When Hladick helping hurts…The U.S. Environmental Protection Agency (EPA) has a big part to play in some very controversial issues in Alaska and beyond, from the proposed Pebble Mine to national climate policy. The Trump administration recently appointed Chris Hladick to lead EPA Region 10. Hladick will oversee EPA’s work in Alaska, as well as in Washington, Oregon and Idaho. Alaska’s Energy Desk got a chance to catch up with Hladick at the Alaska Forum on the Environment conference in Anchorage this week. In a wide-ranging interview, Hladick answered questions about the agency’s recent Pebble Mine decision, EPA’s budget and climate change. Before landing his federal post, Chris Hladick spent a lot of time at various levels of government in Alaska. Most recently, Hladick was a member of Governor Bill Walker’s cabinet, serving as commerce commissioner. Before that, he worked for the cities of Unalaska, Dillingham and Galena. Hladick thinks that experience will come in handy: “I bring to the table local knowledge of how things can actually work on the ground here in Alaska,” Hladick said. Hladick said his boss — EPA administrator Scott Pruitt — recently called him up seeking some of that local knowledge, on a hot topic for many Alaskans: the proposed Pebble Mine. “He was interested in knowing how many people the commercial fishing out there employs, as opposed to what the mine will employ. I think he went through a process in his mind of weighing all the issues together,” Hladick said.
Southeast Conference says “NO!” to Stand for Salmon. Southeast Conference speakers on Tuesday took a stance against the “Stand for Salmon” initiative, a proposed change to habitat protections which could see a statewide ballot in November. It was one of several policy stances the group of Southeast business, municipal and Alaska Native corporation leaders took on proposed changes to natural resource law at their mid-session summit. Those stances took the form of draft letters and resolutions that the influential group will forward to legislators if approved at an upcoming fall meeting. The Stand for Salmon initiative and the similar House Bill 199 both create a more stringent process for approving projects on salmon-bearing waters in Alaska. Under the initiative, any proposed project on salmon habitat would have to prove it could restore the area before receiving the go-ahead.

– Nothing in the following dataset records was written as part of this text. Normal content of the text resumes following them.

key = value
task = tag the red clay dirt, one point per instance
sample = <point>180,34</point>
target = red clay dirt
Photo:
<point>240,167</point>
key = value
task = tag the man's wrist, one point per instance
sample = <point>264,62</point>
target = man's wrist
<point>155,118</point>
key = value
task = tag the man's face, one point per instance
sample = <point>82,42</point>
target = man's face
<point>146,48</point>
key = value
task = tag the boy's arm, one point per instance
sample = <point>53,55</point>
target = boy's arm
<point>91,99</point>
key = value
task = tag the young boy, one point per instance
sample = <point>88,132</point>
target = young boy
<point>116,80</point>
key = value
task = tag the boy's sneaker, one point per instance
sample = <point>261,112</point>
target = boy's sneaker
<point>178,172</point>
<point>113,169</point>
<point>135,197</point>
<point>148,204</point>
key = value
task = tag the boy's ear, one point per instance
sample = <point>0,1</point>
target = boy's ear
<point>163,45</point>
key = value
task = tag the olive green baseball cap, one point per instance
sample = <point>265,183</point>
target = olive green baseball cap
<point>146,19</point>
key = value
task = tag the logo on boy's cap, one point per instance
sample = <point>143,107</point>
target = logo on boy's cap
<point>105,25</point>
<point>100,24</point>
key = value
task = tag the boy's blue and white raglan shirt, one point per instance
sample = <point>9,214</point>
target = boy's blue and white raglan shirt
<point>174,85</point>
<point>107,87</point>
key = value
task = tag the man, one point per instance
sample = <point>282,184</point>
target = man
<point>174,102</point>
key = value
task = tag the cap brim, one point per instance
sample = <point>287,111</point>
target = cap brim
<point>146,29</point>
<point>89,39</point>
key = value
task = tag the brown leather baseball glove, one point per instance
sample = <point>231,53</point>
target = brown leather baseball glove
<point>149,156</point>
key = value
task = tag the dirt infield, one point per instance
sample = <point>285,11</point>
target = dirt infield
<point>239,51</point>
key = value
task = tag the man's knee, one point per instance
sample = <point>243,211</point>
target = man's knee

“Hail Shale, but deepwater oil fights back.” Penguins, Royal Dutch Shell’s (RDSa.L) latest oil and gas development in a remote corner of the British North Sea, epitomizes the new doctrine for deepwater projects — keep it cheap and simple. Shunned during the oil price crash of 2014-2016, deepwater projects are being embraced again, a challenge to the surge in onshore U.S. shale output. Penguins, the first new major deepwater project this year, will rejuvenate the 44-year-old field by drilling 8 new wells 165 meters (541 feet) underwater and connecting them to a new production vessel. Due for completion in 2021 at a cost of around $1 billion, Penguins will cost a fraction of the average of giant developments earlier this decade, producing a modest 45,000 barrels of oil equivalent a day.
From today’s Washington Examiner, Daily on Energy:
MURKOWSKI PRODS REPUBLICANS ON CLIMATE CHANGE: Senate Energy and Natural Resources Committee Chairwoman Lisa Murkowski challenged her party Wednesday morning to take climate change more seriously. “We have to have a better discussion about climate change and the responses to it,” the Alaska Republican said during an address at the National Association of Regulatory Utility Commissioners’ Winter Policy Summit. “We have to not be afraid to use terms that some might say, that’s politically charged. Why is it politically charged to say climate change? I see in my state the impact we have from warming temperatures.”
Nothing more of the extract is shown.